Christian Müller © zvg

Christian Müller /  Der deutsche Chemie-Gigant BAYER in Leverkusen kauft für 66 Milliarden Dollar den US-Agro-Giganten Monsanto.

Im Zweiten Weltkrieg produzierte die Chemiefabrik BAYER in Leverkusen Zyklon B, das Giftgas, mit dem in Auschwitz die Juden umgebracht wurden. Jetzt übernimmt BAYER für 66 Milliarden Dollar und damit zum höchsten je von einer deutschen Firma für eine Firmenübernahme bezahlten Preis den US-Agro-Giganten Monsanto.
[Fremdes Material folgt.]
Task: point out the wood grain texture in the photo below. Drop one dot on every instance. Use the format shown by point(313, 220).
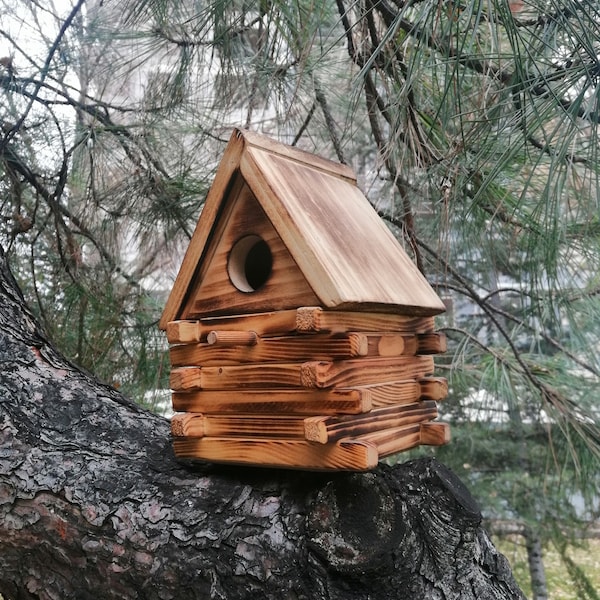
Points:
point(312, 319)
point(396, 439)
point(250, 349)
point(431, 343)
point(435, 434)
point(275, 349)
point(294, 454)
point(221, 186)
point(282, 401)
point(312, 374)
point(327, 429)
point(433, 388)
point(253, 426)
point(232, 338)
point(315, 318)
point(317, 218)
point(340, 243)
point(213, 291)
Monsanto verdient sein Geld mit genmanipuliertem und patentiertem Saatgut, mit Breitband-Herbiziden und anderen agrochemischen Produkten. Und Monsanto gehört zu den Agro-Giganten, die sich auf dem Weg über Kauf, sogenannte Partnerschaften und/oder Firmenbeteiligungen Tausende von Hektaren Land in Lateinamerika, in Afrika, aber zum Beispiel auch in der Ukraine unter den Nagel reissen, um die einheimische Landwirtschaft zu zerstören und durch Monokulturen zu ersetzen, die beim Saatgut, beim Dünger und bei den Herbiziden wiederum von ihnen, also zum Beispiel von Monsanto, abhängig sind.

BAYER kauft sich nicht nur Business, sondern auch moralische Schuld

Am 20. März 2003 starteten die USA ihren sogenannten Präventivschlag gegen den Irak mit massiven Bombardierungen Bagdads – mit, wie man weiss, erlogener Begründung. Bereits Anfang Mai lag der Irak total darnieder und die US-Regierung unter Präsident George W. Bush schickte den «Berater» Paul Bremer als «Gouverneur» in den Irak, um dort Ordnung zu machen. Dieser erlies schon wenige Monate später hundert «Verordnungen», mit denen staatliche Betriebe privatisiert (und zu Schleuderpreisen in US-amerikanische Hände übergeben), die Banken unter ausländische Kontrolle gebracht und, zum Beispiel, Gewerkschaften und Streiks gleich verboten wurden. Mit der Verordnung Nr. 81 verbot Bremer die «Wiederverwendung von geschütztem Saatgut», verteilte Tausende von Tonnen Saatgut der US-amerikanischen Agrochemie-Industrie – darunter an erster Stelle von Monsanto – und ruinierte damit die vorher blühende irakische Landwirtschaft total. Nachzulesen im Detail im höchst informativen Buch der Berkeley-Politologie-Professorin Wendy Brown «Die schleichende Revolution. Wie der Neoliberalismus die Demokratie zerstört.» Berlin 2016.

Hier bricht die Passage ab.